Scaling up commercial hydrogen production by water electrolysis requires efficient oxygen evolution reaction (OER) electrodes that can deliver large current densities (more than 500 mA cm−2) at low overpotentials. Here, a highly active and conductive shell‐based cellular (Shellular) electrode is developed through a strategy of embedding nanocrystalline Ni3Nb intermetallics into an amorphous NiFe‐OOH matrix. The tailor‐made laser remelting process enables the dispersive precipitation of corrosion‐resistant nanocrystalline Ni3Nb in large numbers. After in situ electrochemical activation in the self‐developed growth‐mode‐control electrolyte, the amorphous NiFe‐OOH nanosheets and nanocrystalline Ni3Nb are formed on the as‐printed Inconel 718. The conductive atomic force microscopy (C‐AFM) studies and density functional theory (DFT) calculations elucidate that nanocrystalline Ni3Nb can simultaneously enhance the conductivity and activity of the catalyst film. Additionally, a Shellular structure inspired by nature is designed, interestingly, its specific surface area keeps constant with increases in porosity.

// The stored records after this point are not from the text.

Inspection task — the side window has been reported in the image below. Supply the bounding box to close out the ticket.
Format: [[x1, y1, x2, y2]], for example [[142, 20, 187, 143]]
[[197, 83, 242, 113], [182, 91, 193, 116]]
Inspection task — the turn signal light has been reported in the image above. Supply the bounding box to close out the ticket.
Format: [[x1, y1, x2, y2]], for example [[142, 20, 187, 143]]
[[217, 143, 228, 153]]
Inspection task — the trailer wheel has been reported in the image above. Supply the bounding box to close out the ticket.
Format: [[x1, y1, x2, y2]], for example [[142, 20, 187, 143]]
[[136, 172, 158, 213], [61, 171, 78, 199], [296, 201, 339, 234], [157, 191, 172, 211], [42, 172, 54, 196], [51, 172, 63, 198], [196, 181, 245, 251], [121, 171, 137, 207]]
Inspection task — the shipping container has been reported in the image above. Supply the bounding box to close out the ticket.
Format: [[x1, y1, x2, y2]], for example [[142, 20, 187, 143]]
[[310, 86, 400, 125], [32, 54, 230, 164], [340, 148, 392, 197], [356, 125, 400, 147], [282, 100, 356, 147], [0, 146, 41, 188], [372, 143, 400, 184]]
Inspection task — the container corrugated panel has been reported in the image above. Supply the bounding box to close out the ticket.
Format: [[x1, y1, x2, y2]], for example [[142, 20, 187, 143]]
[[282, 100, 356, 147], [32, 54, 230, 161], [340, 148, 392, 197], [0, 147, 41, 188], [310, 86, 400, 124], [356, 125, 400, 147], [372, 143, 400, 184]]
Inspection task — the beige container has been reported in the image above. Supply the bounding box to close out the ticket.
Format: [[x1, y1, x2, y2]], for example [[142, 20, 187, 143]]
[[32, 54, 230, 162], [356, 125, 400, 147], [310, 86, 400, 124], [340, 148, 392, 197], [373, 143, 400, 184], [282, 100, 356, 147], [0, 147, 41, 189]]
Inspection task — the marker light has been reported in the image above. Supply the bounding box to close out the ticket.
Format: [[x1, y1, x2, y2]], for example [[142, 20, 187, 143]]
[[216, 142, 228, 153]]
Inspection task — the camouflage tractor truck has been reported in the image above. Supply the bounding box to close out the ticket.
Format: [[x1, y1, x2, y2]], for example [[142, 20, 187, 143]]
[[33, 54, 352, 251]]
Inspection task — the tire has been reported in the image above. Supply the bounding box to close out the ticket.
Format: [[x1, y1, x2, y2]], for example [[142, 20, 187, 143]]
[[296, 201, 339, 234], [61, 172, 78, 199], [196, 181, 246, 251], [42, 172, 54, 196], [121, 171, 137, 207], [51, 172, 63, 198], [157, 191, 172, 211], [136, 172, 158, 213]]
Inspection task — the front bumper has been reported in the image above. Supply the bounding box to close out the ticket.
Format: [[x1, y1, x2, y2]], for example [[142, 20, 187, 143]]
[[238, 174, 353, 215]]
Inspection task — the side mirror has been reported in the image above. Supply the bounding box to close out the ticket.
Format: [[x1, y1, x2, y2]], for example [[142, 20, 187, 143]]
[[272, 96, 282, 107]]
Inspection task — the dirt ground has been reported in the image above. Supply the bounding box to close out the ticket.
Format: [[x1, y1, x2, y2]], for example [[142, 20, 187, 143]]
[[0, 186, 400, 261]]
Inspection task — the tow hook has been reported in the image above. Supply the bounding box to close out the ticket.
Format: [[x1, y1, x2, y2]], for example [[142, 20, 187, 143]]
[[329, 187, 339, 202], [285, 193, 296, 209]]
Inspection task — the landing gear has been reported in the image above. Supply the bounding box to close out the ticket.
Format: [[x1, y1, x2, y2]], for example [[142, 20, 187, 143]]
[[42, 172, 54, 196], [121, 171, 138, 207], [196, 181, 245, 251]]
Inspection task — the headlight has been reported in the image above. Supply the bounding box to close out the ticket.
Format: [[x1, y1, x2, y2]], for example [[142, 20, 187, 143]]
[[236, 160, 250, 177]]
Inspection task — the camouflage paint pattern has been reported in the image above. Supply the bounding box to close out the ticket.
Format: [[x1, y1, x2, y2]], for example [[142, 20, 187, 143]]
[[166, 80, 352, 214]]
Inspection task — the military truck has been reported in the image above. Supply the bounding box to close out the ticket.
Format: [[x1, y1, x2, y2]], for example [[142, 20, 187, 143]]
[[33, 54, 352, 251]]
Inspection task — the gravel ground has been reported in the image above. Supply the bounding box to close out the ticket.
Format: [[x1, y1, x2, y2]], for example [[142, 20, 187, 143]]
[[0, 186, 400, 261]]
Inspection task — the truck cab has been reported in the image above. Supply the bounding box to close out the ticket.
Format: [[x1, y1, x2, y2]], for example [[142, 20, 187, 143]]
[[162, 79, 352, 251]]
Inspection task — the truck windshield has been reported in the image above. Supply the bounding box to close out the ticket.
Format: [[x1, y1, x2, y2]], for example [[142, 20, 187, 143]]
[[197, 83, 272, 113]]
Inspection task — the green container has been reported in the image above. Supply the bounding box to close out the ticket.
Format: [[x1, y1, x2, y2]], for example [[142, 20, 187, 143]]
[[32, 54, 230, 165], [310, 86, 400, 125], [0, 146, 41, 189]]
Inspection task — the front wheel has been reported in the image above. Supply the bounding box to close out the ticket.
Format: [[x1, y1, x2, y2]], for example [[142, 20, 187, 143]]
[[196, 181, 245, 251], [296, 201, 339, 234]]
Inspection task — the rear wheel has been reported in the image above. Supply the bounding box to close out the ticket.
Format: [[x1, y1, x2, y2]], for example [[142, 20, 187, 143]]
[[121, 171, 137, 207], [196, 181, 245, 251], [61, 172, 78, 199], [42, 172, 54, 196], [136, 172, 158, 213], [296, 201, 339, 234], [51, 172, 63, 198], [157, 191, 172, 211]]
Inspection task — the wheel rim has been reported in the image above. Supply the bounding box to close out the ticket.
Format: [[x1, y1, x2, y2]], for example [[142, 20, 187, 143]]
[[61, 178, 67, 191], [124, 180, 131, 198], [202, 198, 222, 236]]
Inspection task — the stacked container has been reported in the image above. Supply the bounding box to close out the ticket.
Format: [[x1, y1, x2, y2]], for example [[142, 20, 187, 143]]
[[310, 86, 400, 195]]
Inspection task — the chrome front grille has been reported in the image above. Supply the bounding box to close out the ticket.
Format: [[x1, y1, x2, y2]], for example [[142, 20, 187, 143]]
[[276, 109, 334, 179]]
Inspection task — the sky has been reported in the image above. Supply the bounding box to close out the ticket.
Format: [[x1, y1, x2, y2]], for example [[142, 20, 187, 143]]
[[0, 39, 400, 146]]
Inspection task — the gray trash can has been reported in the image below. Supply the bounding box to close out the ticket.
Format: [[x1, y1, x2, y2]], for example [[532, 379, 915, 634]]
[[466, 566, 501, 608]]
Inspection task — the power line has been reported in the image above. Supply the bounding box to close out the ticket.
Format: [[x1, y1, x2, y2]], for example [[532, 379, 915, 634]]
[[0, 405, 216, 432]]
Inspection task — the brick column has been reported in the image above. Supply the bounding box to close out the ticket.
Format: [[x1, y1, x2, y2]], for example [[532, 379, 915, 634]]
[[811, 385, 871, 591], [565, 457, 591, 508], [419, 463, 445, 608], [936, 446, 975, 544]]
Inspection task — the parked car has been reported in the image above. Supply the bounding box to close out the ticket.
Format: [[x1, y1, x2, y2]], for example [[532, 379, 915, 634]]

This design can result in a large surface area and high porosity but with less material cost. Using this electrochemically activated Shellular electrode for OER, a high current density of 1500 mA cm−2 is achieved at a record‐low overpotential of 261 mV with good durability. This development may open the door for large‐scale industrial water electrolysis. A hierarchical electrode of amorphous NiFe‐OOH nanosheets with embedded nanocrystalline Ni3Nb intermetallics is achieved through in situ electrochemical activation of the 3D‐printed Inconel 718 metallic support with nature‐inspired conductive shell‐based cellular architecture. This tailor‐made electrode exhibits excellent electrocatalytic activity, high electronic conductivity, and good durability, enabling superior oxygen evolution reaction performance, especially at large current densities.